I’ve lived in Barcelona, Seattle and Utah, and will be moving to the UK soon. Although many aspects of the culture and lifestyle in those areas are hard to compare directly, climate is an easy one.
This interactive map contains data points from over 2700 meteorological stations worldwide. The data was collated by the US National Oceanic and Atmospheric Administration (NOAA), which provides a number of interesting data sets.
I set the color of each marker based on its similarity to other markers in the dataset. For example, since the UK and the Pacific Northwest of the US experience similar temperatures during a typical year, they both appear in the same color.
By clicking on a marker, you can see the minimum, maximum and average monthly temperatures of that station, averaged over the last 15 years.
Read on to learn more about how this graphic was created. I’ve released the source on Github, so feel free to follow along!
Finding and Parsing the Data
Finding the right dataset was critical. I investigated a few commercial sources, such as WeatherUnderground (I’ve used their API in the past to gather real-time weather information) and Weatherbase. Unfortunately, the breadth of data I needed either wasn’t available or was uneconomical. I also investigated NASA’s GISS datasets, but they appeared to be too macro and processed for a study like this. Finally, I came across the GHCN Monthly data, provided by the National Climatic Data Center, a division of NOAA.
This dataset includes month-by-month minimum, maximum and mean temperatures at thousands of stations worldwide. the US government partners with other organizations to gather the raw data, transforms it using a well-documented normalization process, and publishes the averages periodically. I grabbed the post-normalization datasets for minimum, maximum and mean temperatures that were published on April 22, 2014.
The data is provided in a fixed-column format, which I parsed into a more workable CSV file in preprocess.py.
Aggregation and Analysis
I’m more interested in average temperatures than month-by-month values going back in some cases over a hundred years, so I used Pandas to find the average minimum, maximum and mean temperature for each month. Each data entry was of the form
[station ID],[Year],[Jan min],[Jan max],[Jan mean],[Feb min],[Feb max],[Feb mean].... Pandas’s
groupby function allowed me to group by the station ID and then simply find the average temperature for each cell across all years. From aggregate.py:
data = data.groupby(by='id').mean().drop('year',axis=1)

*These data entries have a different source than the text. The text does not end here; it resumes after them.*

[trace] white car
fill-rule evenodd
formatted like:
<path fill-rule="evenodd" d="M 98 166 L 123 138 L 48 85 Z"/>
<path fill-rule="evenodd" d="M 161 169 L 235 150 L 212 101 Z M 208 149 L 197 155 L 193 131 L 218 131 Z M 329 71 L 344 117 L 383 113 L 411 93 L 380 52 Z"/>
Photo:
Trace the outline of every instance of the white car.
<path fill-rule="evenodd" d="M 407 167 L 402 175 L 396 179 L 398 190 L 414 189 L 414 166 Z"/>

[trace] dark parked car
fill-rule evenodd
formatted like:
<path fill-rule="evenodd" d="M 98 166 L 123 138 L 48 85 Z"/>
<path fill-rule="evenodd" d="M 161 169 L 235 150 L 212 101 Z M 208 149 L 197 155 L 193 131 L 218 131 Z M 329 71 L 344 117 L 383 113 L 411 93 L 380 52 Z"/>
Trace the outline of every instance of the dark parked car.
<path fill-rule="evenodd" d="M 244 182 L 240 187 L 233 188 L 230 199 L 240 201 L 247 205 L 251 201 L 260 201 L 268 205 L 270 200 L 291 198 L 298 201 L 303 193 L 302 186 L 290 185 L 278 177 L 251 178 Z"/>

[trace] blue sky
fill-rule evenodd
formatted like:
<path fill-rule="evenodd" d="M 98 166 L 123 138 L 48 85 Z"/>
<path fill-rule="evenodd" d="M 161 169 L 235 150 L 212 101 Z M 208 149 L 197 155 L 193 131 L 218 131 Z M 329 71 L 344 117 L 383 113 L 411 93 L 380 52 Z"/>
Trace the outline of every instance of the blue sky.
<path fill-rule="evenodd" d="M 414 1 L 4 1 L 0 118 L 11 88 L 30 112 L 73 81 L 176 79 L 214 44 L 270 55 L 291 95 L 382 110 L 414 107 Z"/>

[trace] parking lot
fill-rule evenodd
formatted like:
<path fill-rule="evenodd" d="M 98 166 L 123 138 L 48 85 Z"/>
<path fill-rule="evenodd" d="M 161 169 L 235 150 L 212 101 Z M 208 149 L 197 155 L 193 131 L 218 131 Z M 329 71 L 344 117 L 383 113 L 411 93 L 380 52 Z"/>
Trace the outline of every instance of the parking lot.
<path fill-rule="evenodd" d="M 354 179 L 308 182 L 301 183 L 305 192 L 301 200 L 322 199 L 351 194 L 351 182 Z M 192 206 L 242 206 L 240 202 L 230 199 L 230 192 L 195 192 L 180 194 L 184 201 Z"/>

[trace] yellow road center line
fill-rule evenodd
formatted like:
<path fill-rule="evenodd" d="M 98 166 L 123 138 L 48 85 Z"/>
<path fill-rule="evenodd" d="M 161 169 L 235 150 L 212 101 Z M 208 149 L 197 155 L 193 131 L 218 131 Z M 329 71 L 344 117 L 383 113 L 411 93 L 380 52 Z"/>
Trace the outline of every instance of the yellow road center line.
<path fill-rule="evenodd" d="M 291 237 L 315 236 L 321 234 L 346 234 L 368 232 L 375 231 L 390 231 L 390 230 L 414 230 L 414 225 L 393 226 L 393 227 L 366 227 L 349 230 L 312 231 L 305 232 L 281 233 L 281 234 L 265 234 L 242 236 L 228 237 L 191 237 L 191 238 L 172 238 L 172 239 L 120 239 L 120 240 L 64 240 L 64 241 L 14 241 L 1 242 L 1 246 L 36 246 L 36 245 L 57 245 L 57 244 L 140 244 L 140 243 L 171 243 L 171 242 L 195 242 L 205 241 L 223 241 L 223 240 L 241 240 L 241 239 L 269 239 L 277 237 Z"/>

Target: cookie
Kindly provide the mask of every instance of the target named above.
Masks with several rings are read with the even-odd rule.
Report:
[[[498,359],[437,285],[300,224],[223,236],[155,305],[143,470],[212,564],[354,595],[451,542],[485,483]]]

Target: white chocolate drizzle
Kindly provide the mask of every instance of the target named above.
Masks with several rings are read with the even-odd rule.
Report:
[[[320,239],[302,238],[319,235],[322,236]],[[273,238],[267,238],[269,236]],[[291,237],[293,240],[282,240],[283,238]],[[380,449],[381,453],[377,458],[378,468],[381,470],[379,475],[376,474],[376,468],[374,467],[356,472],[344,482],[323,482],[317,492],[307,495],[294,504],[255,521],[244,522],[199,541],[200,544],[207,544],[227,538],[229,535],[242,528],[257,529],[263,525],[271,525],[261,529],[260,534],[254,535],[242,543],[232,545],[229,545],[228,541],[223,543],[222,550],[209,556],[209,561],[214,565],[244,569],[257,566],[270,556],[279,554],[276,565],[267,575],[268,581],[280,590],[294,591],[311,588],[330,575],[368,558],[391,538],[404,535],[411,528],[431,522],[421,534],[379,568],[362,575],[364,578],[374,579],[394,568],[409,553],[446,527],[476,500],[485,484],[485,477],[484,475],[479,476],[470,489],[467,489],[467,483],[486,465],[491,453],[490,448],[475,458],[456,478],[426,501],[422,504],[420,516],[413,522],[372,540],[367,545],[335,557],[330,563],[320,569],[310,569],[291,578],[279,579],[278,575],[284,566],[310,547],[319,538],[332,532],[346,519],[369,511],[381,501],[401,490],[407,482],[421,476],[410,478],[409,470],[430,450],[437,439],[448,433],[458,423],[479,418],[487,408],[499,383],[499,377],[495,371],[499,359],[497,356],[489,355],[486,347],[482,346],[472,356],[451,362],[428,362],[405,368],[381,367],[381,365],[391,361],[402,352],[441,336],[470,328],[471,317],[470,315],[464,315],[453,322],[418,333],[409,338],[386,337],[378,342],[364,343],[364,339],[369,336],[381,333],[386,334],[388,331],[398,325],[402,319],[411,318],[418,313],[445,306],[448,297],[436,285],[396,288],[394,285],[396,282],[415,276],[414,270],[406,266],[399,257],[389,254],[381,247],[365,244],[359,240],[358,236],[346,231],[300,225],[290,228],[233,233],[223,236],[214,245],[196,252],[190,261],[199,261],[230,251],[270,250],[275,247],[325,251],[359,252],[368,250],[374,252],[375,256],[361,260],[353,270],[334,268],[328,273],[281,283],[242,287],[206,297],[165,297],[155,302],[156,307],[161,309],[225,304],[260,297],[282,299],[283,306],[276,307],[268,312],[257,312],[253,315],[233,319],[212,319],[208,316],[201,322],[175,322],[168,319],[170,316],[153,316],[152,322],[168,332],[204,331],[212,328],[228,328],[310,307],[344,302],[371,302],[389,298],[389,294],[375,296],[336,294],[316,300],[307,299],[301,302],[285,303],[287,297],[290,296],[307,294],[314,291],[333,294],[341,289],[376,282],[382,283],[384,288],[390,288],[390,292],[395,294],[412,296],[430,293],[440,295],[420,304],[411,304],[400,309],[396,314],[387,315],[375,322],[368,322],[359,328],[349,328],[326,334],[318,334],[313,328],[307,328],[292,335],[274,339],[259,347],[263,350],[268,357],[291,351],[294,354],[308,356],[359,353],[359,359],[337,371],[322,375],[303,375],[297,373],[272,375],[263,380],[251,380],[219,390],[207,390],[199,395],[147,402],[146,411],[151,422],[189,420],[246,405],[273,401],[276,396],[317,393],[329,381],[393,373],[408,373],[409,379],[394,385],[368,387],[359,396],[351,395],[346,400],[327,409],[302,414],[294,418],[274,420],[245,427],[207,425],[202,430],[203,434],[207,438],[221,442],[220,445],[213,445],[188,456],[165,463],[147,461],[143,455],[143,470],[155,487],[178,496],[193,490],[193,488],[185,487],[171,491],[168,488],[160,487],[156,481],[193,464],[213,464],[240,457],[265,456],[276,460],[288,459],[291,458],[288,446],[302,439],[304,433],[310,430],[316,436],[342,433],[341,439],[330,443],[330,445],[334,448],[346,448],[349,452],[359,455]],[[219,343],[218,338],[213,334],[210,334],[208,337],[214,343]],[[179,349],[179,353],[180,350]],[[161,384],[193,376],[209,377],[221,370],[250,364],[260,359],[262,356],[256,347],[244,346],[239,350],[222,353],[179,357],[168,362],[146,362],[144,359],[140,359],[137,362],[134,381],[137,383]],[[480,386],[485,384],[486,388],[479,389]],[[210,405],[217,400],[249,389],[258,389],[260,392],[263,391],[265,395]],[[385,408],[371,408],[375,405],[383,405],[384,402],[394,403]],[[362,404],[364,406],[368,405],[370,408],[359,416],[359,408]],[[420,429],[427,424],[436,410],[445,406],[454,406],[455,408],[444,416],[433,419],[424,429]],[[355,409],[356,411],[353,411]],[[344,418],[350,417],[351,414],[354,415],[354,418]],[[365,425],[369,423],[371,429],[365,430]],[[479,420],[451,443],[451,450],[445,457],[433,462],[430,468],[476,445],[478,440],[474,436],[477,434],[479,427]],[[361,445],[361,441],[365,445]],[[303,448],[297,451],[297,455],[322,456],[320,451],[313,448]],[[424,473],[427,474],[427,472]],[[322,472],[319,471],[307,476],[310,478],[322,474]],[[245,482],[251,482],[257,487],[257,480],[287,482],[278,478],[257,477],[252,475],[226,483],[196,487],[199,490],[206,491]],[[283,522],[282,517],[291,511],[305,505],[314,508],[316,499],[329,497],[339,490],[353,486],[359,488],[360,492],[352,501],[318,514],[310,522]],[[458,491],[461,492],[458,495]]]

I wanted similar climates to be visually similar on the map, so I used a clustering algorithm to find data points whose temperature readings matched well. K Means is a simple algorithm that is reasonably scalable and robust. I used an optimized implementation from Scikit-learn, which was able to cluster nearly 2800 points in less than 5 seconds. The only parameter that I had to set is the number of desired clusters, which I chose as an arbitrary 10. Those clusters are reflected in the colors of the markers for each datapoint.
Additionally, before clustering I rotated the temperature readings in the southern hemisphere by 6 months. This allowed temperatures in both hemispheres to be compared directly. As a result areas with similar climates offset by 6 months, such as California and southern Australia, are grouped together. This code is all found in cluster.py.